CRÓNICAS PLURICULTURAIS
Jean Jacques Rousseau
202. O PROCESSO CIVILIZACIONAL E A NATUREZA HUMANA
A nossa atitude perante a vida e o que somos política, social e culturalmente, parte sempre de um pressuposto filosófico orientador e indagador, que é: o ser humano é, por natureza, bom ou mau?
O mais correto será perguntar se o ser humano é, no essencial, naturalmente bom ou mau, dada a ausência de pessoas totalmente boas e más.
Seguindo o pensamento geral, ou estamos com Rousseau ou Maquiavel.
Rousseau defendia o regresso à natureza, convencido de que a maldade humana é uma consequência da civilização, que o Homem é naturalmente bom e foi estragado pelas instituições. É o espelho da bondade original da natureza humana, onde sobressai o “bom selvagem”, o ser humano em estado natural e puro, ainda não contaminado pelos preconceitos sociais.
Maquiavel diz que o Homem é naturalmente mau. O bom príncipe é o que sabe manter o poder e, para o conseguir, tudo lhe é lícito, desde a astúcia, crueldade, crime, violência, falta de palavra, hipocrisia, mentira e má fé, o que justifica como meios para alcançar o elevado fim do bem geral, que identifica com os interesses de quem governa, a que apelida de razões de Estado.
Partindo de um ou outro princípio temos os otimistas e os pessimistas, dando azo a ideologias, sistemas e organizações diferentes, havendo quem argumente que um otimista antropológico tende a ser de esquerda e um pessimista antropológico de direita (Carl Schmidt).
Porém, se aceitarmos, em face da História por nós conhecida, que de tudo quanto muda o que menos muda somos nós, com avanços e recuos, por vezes regressões (o que é diferente de uma crescente inovação artística e progresso tecnológico e científico), conclui-se que o progresso civilizacional, por si, não altera a condição humana.
Os nossos sentimentos e modo de sentir são os mesmos, sempre houve vida e morte, nem se vislumbra que algo mude, de essencial, a esse respeito, sendo que o progresso por mais evoluído e sofisticado que seja, também pode não ajudar, dependendo do seu uso, sendo sabido, por experiências bélicas, que a guerra é usual ser usada como um meio de desenvolvimento e de inovação crescente, apesar da sua vertente destrutiva.

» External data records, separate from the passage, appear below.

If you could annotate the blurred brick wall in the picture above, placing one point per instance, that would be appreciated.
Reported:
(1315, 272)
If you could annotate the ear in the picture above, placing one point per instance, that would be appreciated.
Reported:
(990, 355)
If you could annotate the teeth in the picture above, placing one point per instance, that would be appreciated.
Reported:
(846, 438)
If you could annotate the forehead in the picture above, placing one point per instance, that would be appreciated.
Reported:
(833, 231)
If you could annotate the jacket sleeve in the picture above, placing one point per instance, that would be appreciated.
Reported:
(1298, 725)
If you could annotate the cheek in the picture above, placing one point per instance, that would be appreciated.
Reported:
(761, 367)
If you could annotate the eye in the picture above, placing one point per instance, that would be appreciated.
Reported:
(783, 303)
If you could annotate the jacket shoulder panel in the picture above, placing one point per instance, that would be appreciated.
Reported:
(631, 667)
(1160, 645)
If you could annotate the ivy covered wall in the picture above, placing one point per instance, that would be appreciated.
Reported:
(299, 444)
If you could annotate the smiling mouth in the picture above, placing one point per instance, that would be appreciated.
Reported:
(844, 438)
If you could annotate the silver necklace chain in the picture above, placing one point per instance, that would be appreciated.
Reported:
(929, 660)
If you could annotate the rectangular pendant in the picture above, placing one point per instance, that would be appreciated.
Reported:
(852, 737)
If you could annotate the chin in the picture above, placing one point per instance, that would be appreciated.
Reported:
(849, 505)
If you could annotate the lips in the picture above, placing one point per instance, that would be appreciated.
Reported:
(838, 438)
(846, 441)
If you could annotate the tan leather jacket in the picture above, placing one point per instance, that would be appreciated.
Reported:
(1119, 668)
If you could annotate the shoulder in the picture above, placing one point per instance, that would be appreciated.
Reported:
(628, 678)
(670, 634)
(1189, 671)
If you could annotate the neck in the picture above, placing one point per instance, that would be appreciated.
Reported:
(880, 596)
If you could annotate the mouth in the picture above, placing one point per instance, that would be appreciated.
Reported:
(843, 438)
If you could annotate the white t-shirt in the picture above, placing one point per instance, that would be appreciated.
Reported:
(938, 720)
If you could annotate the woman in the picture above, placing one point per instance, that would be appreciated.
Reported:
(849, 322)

Quem tem o poder comporta-se tendencial e maioritariamente do mesmo modo, pois embora as elites que o têm se vão sucedendo, quando a ele chegam e se mantêm, acabam por conduzir-se essencialmente como pessoas que ficam e querem poder, do que as que eram antes de lá chegar, o que é transversal a todas as ideologias.

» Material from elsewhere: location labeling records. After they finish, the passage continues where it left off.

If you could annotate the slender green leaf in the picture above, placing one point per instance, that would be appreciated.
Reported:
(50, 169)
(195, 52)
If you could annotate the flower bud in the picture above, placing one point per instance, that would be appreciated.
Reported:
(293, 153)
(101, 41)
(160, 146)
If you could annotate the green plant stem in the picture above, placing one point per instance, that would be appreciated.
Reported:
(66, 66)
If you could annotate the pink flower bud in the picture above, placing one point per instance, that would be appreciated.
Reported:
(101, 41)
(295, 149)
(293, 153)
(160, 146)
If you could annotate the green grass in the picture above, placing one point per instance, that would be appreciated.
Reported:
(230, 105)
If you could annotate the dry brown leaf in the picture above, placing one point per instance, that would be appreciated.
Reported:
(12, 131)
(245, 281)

Mesmo para quem acredita em sociedades perfeitas, nunca houve meios pacíficos para as alcançar, havendo que usar meios revolucionários e violentos por natureza, apesar de nunca terem sido alcançáveis ou realizáveis. Ao lado do belo, paradisíaco e magnífico também há o hediondo, o aterrador e o deplorável, em que a natureza é exemplo com cataclismos, terramotos, tsunamis, sismos, dilúvios, inundações, incêndios, em paralelo, nos humanos, com guerras, bombardeamentos, revoluções, revoltas, convulsões.

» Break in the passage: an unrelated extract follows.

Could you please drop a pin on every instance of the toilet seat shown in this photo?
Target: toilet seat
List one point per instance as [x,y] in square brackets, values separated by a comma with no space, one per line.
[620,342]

O ser humano não é completamente e naturalmente bom ou mau, é uma simbiose ou síntese, dado não haver humanos absolutamente bons e maus, não havendo só preto e branco.
Há que fazer culto dos universais possíveis que terão de ser encontrados na implementação de um diálogo, rumo à perfectibilidade, numa dimensão transcivilizacional, e não algo de misterioso suscetível de leituras facciosas.